Group: AirborneWindEnergy Message: 21803 From: dave santos Date: 1/28/2017
Subject: No evidence of imminent Makani M600 testing yet found
As reported would happen, my uncle on the Hawaiian Big Island has been investigating whether there is any sign of pending M600 testing activity, with no signs yet. This does not mean no testing will occur, since we might be missing clues. One problem is that Makani's building permit for its tower might have been filed by a third party contractor. Parker Ranch, the announced location, is a large land expanse, with many internal addresses, so a building permit search by address is not feasible. 

A trail may exist via the FAA FSDO, presuming Makani will follow best-practice airspace safety. At a minimum, they must file NOTAM when ready to fly. They are about two years overdue to flight test, based on claims, and have gone completely silent, with not even the accustomed Makani marketing hype. Perhaps some news will leak if we poll our Alameda Island spotter network.
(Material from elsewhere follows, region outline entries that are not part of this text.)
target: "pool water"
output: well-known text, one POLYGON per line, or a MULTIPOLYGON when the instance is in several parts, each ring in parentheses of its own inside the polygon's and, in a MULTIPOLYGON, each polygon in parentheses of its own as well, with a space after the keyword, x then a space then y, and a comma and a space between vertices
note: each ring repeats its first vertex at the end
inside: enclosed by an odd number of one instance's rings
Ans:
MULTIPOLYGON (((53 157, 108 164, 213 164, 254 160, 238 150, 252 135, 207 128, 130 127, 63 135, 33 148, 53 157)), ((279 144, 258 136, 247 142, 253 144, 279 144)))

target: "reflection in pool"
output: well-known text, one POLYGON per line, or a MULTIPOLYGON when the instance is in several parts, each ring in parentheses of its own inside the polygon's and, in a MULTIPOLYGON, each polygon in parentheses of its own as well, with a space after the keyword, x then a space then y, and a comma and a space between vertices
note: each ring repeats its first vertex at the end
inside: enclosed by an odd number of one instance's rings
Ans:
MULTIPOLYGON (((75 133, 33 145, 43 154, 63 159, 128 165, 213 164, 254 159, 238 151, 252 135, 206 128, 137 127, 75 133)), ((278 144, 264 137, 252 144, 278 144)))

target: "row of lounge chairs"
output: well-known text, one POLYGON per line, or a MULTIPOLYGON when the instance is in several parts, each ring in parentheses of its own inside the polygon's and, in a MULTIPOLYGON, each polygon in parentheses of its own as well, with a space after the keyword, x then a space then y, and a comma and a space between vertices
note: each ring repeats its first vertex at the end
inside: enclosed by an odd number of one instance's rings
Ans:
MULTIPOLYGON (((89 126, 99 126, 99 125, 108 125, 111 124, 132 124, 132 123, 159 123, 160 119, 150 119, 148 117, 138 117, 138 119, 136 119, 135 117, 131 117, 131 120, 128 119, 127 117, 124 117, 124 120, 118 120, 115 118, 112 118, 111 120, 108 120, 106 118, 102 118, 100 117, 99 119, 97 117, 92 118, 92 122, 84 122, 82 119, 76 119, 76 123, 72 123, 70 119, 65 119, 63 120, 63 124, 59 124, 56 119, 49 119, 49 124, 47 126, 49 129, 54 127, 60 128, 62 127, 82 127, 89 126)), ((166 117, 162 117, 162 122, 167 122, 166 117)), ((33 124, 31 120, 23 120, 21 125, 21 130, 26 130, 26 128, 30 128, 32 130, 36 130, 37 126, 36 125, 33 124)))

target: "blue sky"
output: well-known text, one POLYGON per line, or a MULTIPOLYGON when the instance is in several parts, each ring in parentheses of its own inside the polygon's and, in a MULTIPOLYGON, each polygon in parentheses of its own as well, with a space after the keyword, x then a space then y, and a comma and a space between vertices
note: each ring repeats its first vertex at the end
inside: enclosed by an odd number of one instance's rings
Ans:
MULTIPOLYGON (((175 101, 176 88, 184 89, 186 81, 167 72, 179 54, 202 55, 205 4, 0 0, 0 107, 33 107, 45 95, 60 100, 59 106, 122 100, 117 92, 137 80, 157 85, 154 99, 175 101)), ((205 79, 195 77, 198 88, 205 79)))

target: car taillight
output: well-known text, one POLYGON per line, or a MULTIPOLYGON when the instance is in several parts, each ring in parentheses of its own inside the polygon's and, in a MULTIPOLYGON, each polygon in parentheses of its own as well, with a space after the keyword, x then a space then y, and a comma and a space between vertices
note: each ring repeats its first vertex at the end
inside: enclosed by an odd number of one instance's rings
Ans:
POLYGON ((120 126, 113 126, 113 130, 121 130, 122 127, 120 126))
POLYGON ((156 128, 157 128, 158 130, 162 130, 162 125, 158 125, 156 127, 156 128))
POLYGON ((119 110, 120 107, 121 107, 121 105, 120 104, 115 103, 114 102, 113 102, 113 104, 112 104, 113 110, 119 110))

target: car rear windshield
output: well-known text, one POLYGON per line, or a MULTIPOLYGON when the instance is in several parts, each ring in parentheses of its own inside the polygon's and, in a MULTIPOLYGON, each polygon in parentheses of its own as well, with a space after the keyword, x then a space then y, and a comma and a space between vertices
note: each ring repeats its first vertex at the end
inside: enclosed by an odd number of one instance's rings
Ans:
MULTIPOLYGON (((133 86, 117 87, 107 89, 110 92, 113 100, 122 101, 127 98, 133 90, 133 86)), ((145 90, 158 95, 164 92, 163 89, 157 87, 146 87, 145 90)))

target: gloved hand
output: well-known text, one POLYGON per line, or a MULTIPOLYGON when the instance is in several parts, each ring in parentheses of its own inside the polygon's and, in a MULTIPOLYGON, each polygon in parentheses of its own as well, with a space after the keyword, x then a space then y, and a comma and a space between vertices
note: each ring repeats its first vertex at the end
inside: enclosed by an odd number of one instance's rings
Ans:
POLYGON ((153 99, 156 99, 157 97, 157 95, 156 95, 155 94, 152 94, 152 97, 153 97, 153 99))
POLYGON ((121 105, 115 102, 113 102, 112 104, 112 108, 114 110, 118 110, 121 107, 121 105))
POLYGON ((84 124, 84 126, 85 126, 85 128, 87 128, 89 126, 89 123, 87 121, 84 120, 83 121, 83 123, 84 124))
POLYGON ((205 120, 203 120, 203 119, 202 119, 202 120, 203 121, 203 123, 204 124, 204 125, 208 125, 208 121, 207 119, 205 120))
As Pierre notes, Makani has been strongly critiqued on the AWES Forum all along, both for its stealth-venture culture and narrow premature technical down-selects. I originated most of the critiques after KiteShip sent me inside early Makani in 2007, to assess their aerospace expertise, which was found completly lacking.* This was especially confirmed as they made their high-risk concept down-select in 2009.** No news since is seen to correct the early expertise gap. As the M600 succeeds or fails in testing, the soundness of these critiques is also being tested.
------------

* Not a single aerospace domain expert was in Makani's early team. The Squid Labs founders made fortune launching, marketing, and selling-off ventures like Makani, which have all fizzled or failed; with Makani as the remaining open case.

** M600 is a high-mass high-velocity (737-100/200 sized carbon-composite wing) autonomous endurops E-VTOL low-altitude-aerobatic flygen AWES. If it was to work as advertised, it would be the biggest aviation/aerospace coup since the Wright Bros and the Moon landing.